S’il y a des souvenirs qui reviennent à moi, du plus profond de mon enfance, alors je me rappellerai des ces couloirs peints, et ces petits carrelages rougis et blanchis par les semelles de nos chaussures.
Il y avait cette douce odeur des soirs d’avant noël, de celle qui marque nos esprits de petits enfants des cités. Ces corridors étaient nos royaumes et les portes d’immeubles étaient des passages vers de nouveaux mondes. On se prenait pour des conquérants, innocents, et l'âme si pure. Puis il nous arrivait de poser nos cœurs sur le rebord de la fenêtre, le soir au crépuscule lunaire.
Là, simplement, on écoutait chanter nos mères la berceuse nocturne enchantée à nos petits frères et sœurs. Elles passaient délicatement les mains sur la petite tête, pour remonter la mèche ou l’épi qui couvrait leurs yeux.
Puis la lune, baignée dans une mer noire, semblait flotter, danser, et nous sourire. On pouvait tout lui dire, tout lui conter, même nos craintes, elle ne se moquait jamais de nous. Quelques étoiles venaient danser tout autour de cette scène féerique, puis d’un salto avant, disparaissait sous une toile lactée et blanchâtre. C’est le voile de la mariée qui frôle l’horizon lointain, et passe par-dessus les toits endormis.
Je regarde les cieux, je repense à ce temps si lointain mais si proche à ma mémoire, on se remémore aussi le bien que le pis, l’innocence nous quitte vite, et la sincérité s’estompe avec les ans.
Nos pères qui sortent le soir, prendre leur bus, pour rejoindre ce gouffre sombre. Toute leur peur est dissimulée sous un épais manteau de courage et de fierté. Ce sont ces hommes qui ont forgés nos esprits et nos caractères. Ils avaient la simplicité et la bonté d’âme, et cela les rendait encore plus purs et parfaits. C’était nos modèles, nos héros, ces êtres si généreux et fort à la fois.

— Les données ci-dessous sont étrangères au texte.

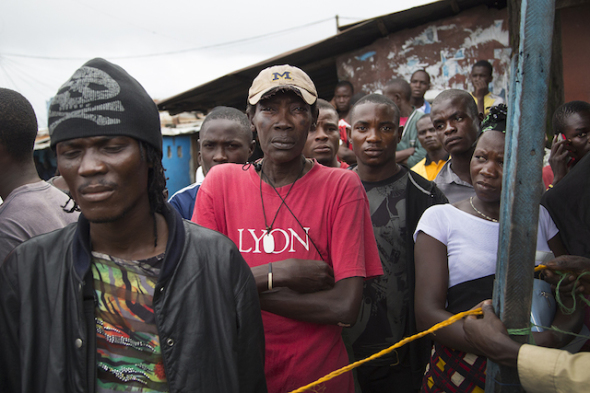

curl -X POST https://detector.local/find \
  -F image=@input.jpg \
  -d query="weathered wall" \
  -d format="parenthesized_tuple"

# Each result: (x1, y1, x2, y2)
(561, 3, 590, 103)
(336, 5, 510, 100)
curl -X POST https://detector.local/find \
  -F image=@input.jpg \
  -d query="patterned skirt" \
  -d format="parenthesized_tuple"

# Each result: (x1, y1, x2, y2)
(421, 343, 486, 393)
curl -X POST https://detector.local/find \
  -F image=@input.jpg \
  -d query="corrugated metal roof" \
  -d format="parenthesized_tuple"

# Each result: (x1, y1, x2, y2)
(34, 123, 203, 150)
(158, 0, 506, 115)
(161, 122, 202, 136)
(34, 128, 50, 151)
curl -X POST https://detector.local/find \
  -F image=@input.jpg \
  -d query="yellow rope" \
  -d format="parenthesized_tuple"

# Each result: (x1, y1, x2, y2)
(288, 308, 484, 393)
(535, 264, 547, 272)
(288, 265, 551, 392)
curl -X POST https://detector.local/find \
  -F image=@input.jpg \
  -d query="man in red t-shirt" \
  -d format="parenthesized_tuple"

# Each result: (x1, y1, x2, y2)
(196, 65, 382, 393)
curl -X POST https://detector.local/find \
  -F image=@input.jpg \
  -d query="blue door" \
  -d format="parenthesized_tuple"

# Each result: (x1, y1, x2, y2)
(162, 135, 193, 196)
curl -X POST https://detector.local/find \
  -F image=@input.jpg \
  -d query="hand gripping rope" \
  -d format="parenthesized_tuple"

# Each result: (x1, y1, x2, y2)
(289, 264, 590, 393)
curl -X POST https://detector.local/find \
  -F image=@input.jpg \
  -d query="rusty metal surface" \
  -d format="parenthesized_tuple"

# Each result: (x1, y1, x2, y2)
(336, 5, 511, 97)
(157, 0, 507, 115)
(560, 3, 590, 102)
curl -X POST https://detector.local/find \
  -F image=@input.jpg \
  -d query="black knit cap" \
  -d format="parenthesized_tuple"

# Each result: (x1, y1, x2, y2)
(48, 58, 162, 152)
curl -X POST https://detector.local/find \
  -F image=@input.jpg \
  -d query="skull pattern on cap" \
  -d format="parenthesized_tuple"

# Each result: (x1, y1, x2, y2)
(48, 58, 162, 152)
(49, 66, 124, 132)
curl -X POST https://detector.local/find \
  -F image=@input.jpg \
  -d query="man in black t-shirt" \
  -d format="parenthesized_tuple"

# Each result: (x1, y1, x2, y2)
(347, 94, 447, 393)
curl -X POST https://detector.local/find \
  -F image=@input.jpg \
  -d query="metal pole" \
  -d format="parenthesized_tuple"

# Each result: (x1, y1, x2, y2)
(487, 0, 555, 392)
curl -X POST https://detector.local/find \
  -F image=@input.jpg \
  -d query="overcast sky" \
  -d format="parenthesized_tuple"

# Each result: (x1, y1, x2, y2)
(1, 0, 435, 126)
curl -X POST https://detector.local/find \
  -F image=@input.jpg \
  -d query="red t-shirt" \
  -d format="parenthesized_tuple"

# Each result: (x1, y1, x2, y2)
(195, 162, 382, 393)
(339, 118, 352, 149)
(542, 165, 554, 189)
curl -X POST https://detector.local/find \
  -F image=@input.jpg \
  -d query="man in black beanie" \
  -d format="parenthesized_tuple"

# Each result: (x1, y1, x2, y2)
(0, 58, 267, 393)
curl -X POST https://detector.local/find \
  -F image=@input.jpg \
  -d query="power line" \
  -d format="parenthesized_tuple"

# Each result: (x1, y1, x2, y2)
(2, 62, 49, 98)
(67, 0, 195, 47)
(1, 56, 61, 91)
(0, 61, 18, 90)
(2, 17, 334, 61)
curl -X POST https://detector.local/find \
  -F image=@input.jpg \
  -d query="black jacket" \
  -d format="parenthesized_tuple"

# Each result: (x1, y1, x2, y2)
(0, 204, 267, 393)
(405, 170, 448, 389)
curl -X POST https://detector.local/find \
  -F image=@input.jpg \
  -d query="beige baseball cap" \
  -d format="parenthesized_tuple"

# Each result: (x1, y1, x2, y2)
(248, 64, 318, 106)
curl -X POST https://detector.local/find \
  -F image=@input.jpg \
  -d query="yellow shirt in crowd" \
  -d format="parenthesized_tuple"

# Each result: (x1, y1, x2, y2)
(411, 154, 449, 181)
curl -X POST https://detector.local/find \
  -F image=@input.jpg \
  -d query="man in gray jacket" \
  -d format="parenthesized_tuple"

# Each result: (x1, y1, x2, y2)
(0, 58, 266, 393)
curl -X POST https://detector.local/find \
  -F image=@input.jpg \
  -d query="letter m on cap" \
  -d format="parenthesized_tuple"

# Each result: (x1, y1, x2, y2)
(272, 72, 292, 81)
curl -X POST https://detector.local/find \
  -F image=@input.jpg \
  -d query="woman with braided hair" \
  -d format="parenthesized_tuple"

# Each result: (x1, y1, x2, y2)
(413, 105, 582, 392)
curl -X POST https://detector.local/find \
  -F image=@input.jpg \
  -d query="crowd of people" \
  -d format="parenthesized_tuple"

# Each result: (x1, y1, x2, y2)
(0, 56, 589, 393)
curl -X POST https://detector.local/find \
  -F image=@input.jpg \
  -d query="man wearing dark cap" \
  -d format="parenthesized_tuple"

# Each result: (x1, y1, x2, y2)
(196, 64, 382, 393)
(0, 58, 266, 393)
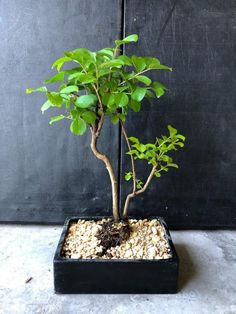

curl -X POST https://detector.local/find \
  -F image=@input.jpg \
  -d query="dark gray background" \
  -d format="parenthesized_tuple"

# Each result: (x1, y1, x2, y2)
(0, 0, 121, 223)
(0, 0, 235, 227)
(120, 0, 236, 228)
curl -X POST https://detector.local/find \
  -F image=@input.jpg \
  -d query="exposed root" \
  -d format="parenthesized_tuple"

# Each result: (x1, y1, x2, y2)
(96, 219, 131, 257)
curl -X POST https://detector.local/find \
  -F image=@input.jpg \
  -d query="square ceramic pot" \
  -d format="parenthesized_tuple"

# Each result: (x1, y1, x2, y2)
(53, 216, 179, 294)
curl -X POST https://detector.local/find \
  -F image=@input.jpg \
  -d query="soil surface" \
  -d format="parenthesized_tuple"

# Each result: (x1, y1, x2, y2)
(62, 218, 172, 260)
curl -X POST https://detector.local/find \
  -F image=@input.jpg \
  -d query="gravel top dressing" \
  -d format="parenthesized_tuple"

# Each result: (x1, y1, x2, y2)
(62, 218, 172, 260)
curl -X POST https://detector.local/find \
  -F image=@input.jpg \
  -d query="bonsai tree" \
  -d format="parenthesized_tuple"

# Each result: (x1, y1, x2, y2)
(26, 34, 185, 222)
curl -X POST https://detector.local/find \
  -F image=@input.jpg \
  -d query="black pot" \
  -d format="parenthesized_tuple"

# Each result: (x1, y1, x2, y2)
(53, 217, 179, 294)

Puis il y avait cette amitié si forte et si prenante qu’elle nous unissait tel ces fratries imparfaites et si différentes. Et pourtant l’harmonie régnait dans toute sa splendeur, et nous n’avions aucune prétention si ce n’était que de rester ami à tout jamais.
Les portes de nos appartements se ferment à nos rires et les larmes sont cachées derrière de lourdes paupières fatiguées.

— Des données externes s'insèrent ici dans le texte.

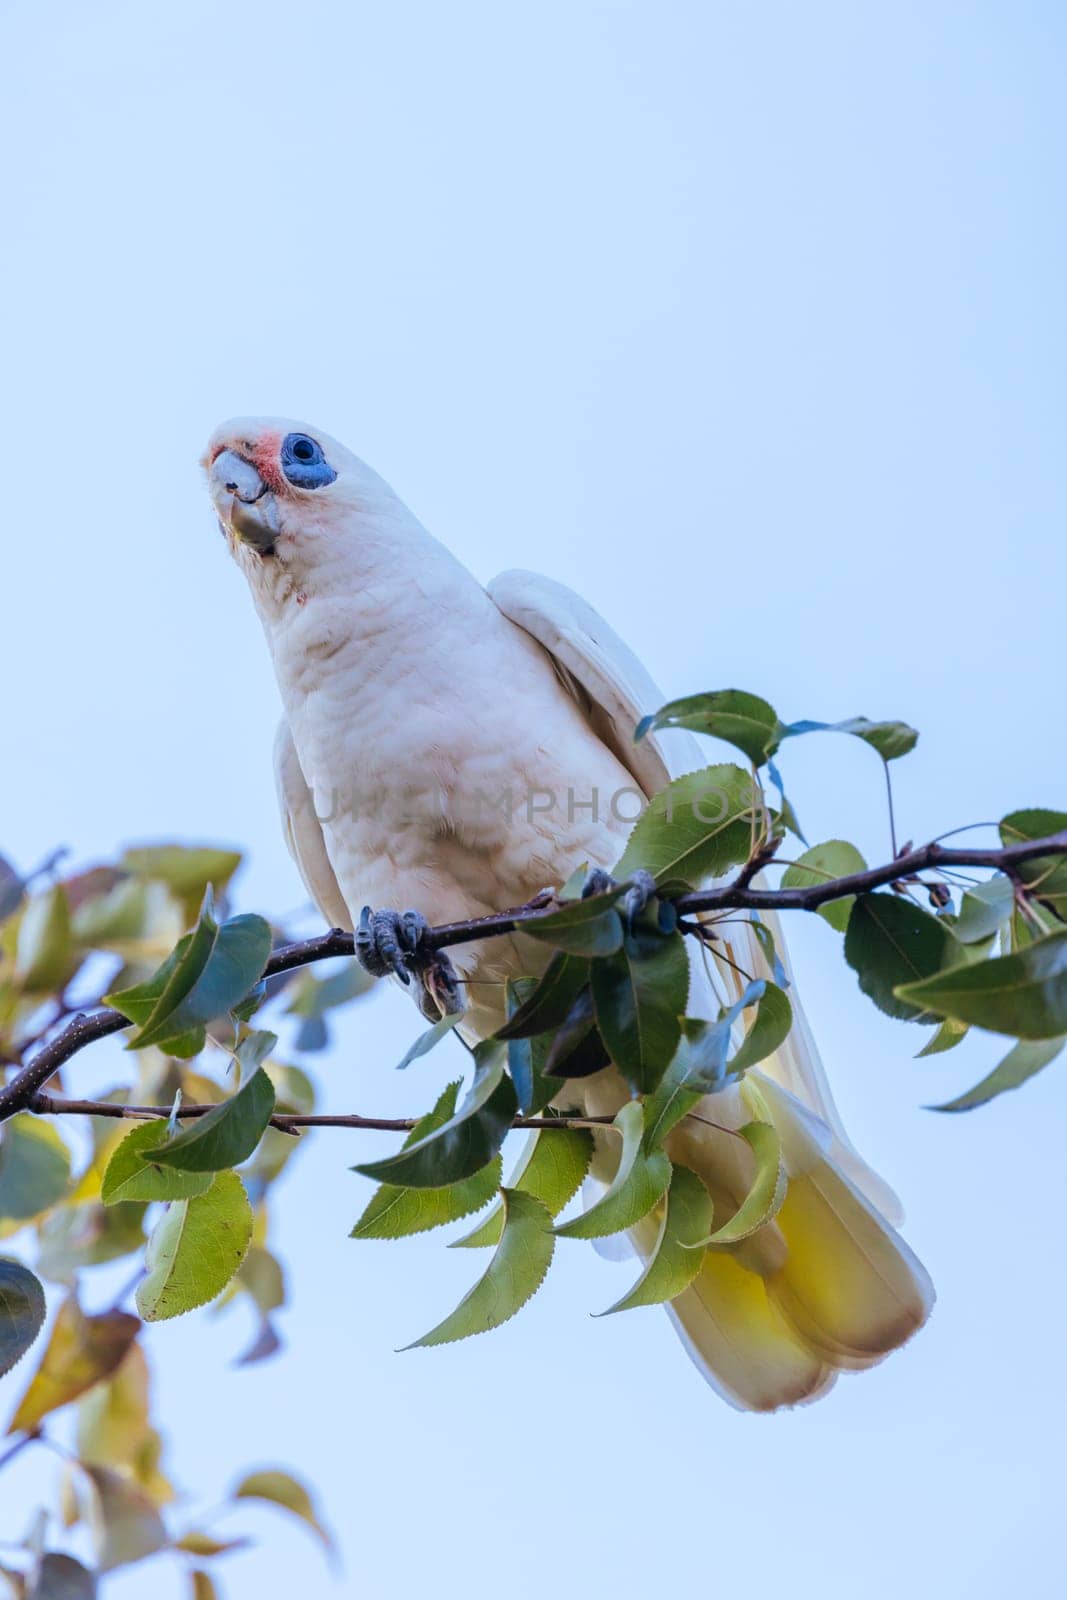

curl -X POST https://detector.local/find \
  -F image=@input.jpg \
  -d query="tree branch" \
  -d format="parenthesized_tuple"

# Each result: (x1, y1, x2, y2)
(2, 828, 1064, 1128)
(27, 1092, 615, 1134)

Mère, il y a un murmure qui résonne encore dans mon cœur, et ta voix si douce se pose encore sur mes souvenirs, pour t’entendre chanter encore une dernière fois cette si délicate chanson qui a tant bercé ma jeunesse.
C’est le dernier port vers lequel je vais accoster, poser mes valises et me reposer. Les années ont laminées mes ultimes espoirs d’enfant perdu, et briser ces rêves tant chéris. J'ai quitté celle que j'ai tant aimé, qu'au désir ne suffit pas pour combler.
Alors je te revois, douce et belle, ta peau sent le jasmin, tes cheveux sont des épis de blés dorés, j’ai le goût de tes lèvres et l’odeur de ton parfum encore en moi. Fabuleux trésor égoïste, j’ai emprisonné cette photo au plus profond de moi, pour le garder si secret qu’il m’a rendu prisonnier de mon amour.
Tu n’as jamais su combien je t’aimais, combien de nuit j’ai espéré te revoir, pour te chérir contre moi et ne jamais plus te laisser.
Mais la chaloupe pris le large, emportant avec elle mes derniers espoirs, ceux d’un homme perdu, abandonné par ses rêves et trahi par la vie.
Rien n’est parfait, ce n’est qu’une vision tronquée d’une existence que l’on s’imagine parfaite, et que le temps vengeur vient semer.
© Michel COSENTINO Mai 2011 Tous droits réservés.